I think that *all* the project pages are indexed (IIRC that was what Phillipe made work), see
- http://www.google.com/search?q=SqueakSource+project+page+%22.mcz%22+site%3As...
But the .mcz files listed on those pages don't turn up in search results (or I have just not found a way to get results with .mcz or .zip files listed using google with site:squeaksource.com).
/Klaus
On 27/12/2007, Lukas Renggli wrote:
SqueakSource has a code browser but it's not bookmarkable and I don't think it's indexed by search engines.
Philippe made some extensions to SqueakSource so that it can be indexed by google. We don't know why it doesn't properly work, probably the search engine thinks it is fraud by the big duplication with all the different versions of the same code.
Lukas
-- Lukas Renggli http://www.lukas-renggli.ch
On 27/12/2007, Robert Hawley rhawley@plymouth.ac.uk wrote:
Documentation Suggestion.
Can we have direct links from within the Squeak image from each class, method, project, category, package, (etc.,) into a user- editable documentation web-site?

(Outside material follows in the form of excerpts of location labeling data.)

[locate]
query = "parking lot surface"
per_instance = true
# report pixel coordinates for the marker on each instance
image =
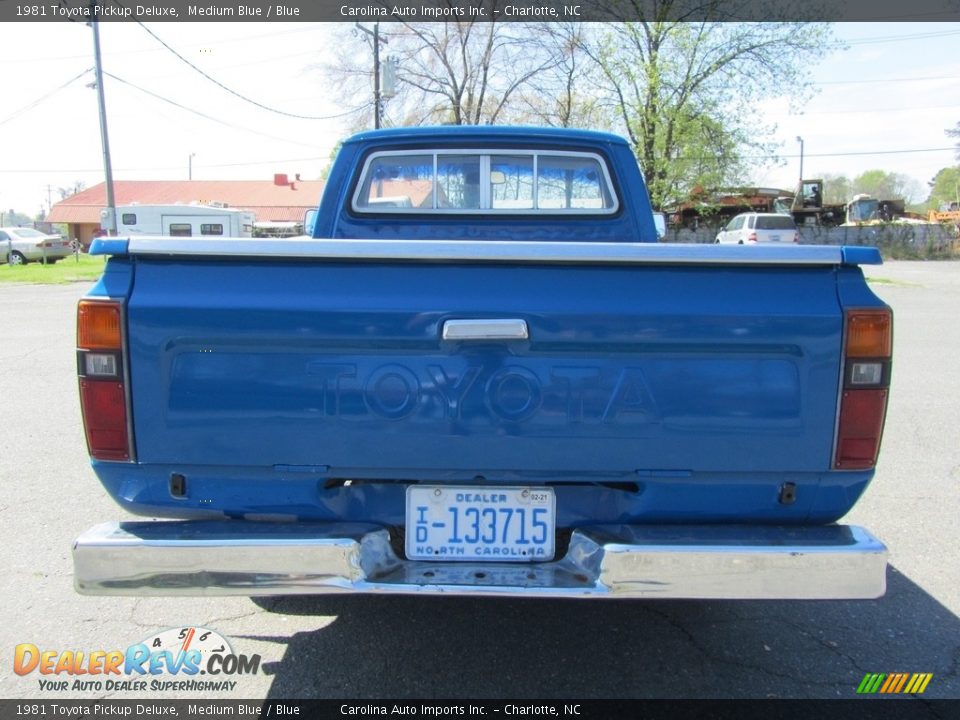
(410, 647)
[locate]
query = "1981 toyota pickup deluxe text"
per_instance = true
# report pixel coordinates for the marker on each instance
(482, 374)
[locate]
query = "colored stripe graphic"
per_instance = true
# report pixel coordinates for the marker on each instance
(870, 683)
(894, 683)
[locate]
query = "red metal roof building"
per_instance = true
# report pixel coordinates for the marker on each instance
(279, 200)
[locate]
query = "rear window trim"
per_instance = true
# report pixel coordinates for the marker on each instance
(434, 151)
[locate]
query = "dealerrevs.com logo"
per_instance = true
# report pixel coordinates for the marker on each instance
(190, 659)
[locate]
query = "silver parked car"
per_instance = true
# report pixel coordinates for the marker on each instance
(19, 246)
(750, 228)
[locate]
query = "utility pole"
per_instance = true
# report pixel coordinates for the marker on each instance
(377, 99)
(800, 140)
(110, 219)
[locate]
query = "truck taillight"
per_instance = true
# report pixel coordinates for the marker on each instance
(867, 353)
(103, 386)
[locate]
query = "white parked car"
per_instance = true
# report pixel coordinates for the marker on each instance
(751, 228)
(19, 246)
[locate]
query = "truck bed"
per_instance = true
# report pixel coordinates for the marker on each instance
(649, 386)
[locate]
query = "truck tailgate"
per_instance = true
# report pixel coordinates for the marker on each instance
(593, 370)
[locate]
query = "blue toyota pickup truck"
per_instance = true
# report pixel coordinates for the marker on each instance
(482, 374)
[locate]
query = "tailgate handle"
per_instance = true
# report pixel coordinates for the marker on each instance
(492, 329)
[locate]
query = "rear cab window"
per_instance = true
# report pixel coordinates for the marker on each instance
(485, 181)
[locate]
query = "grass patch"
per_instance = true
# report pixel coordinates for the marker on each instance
(82, 268)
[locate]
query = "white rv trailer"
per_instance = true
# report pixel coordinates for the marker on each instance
(184, 221)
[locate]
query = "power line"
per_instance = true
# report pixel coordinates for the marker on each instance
(900, 38)
(4, 171)
(204, 115)
(239, 95)
(39, 100)
(885, 80)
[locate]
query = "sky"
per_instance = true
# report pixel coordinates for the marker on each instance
(882, 103)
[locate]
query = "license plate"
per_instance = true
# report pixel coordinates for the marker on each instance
(488, 524)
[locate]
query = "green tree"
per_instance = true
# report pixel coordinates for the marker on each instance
(944, 188)
(837, 189)
(688, 93)
(885, 185)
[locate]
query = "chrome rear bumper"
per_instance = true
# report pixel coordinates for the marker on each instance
(238, 557)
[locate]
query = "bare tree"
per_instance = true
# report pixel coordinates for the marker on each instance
(688, 93)
(463, 73)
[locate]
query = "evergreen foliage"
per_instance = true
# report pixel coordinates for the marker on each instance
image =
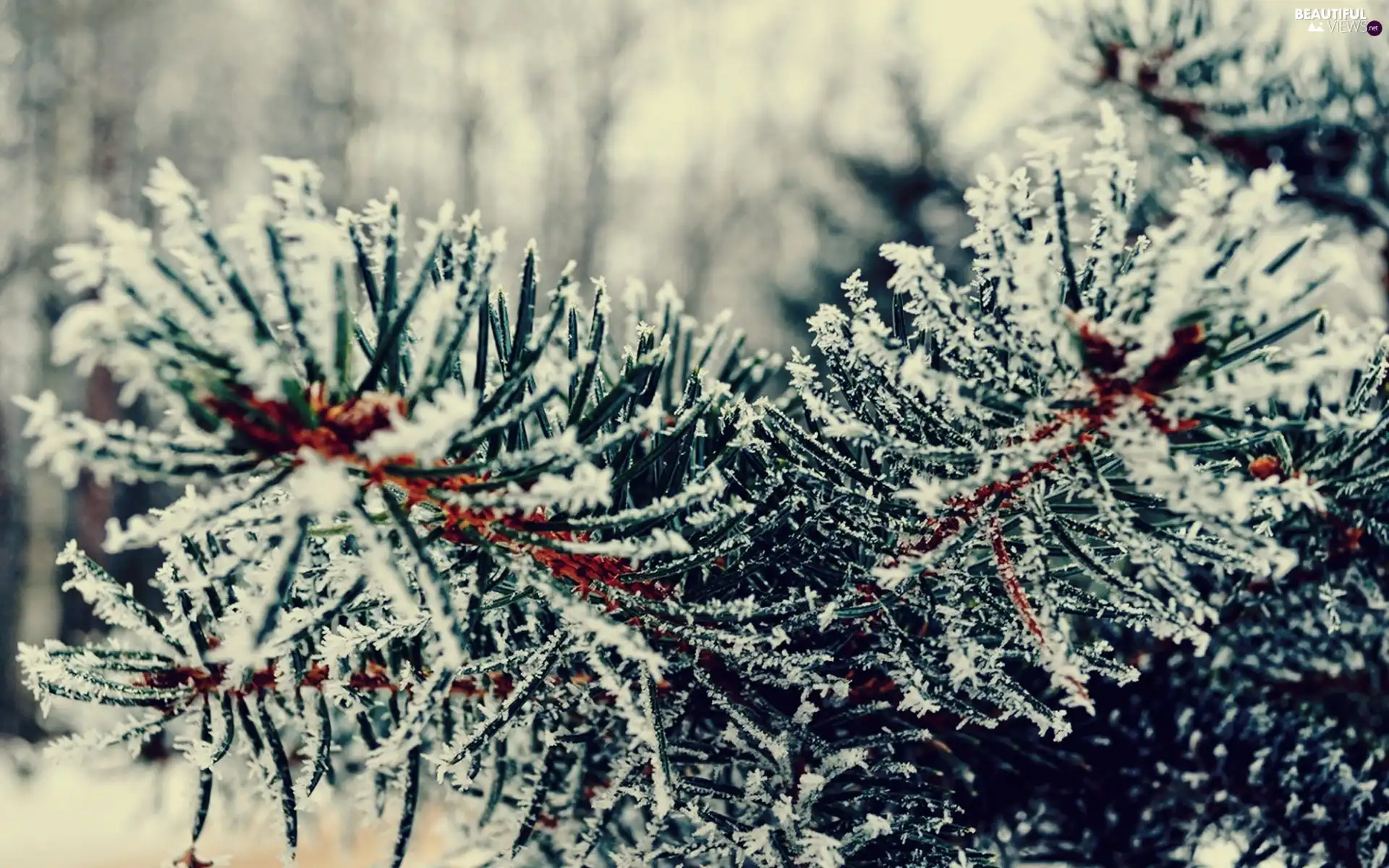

The link part is easy - cmd-6 (on Mac, alt-6 on win32 and probably *nix) in a text editor opens a menu with several options including 'be a web URL link' so that you can include a link within comments. It also has linking to other methods, class comments etc.
It would effectively be Squeak's own encyclopedia; similar to wikipedia. Structured documentation could be available with great immediacy, be developed incrementally and be subject to continual review and rewrite by the whole community.
Duane Maxwell tried to encourage just such an idea a few years ago and even set up a domain for it. I don't recall many people making the effort to provide any content. We don't even need a new site though; what is wrong with providing the doc on the swiki and linking to it?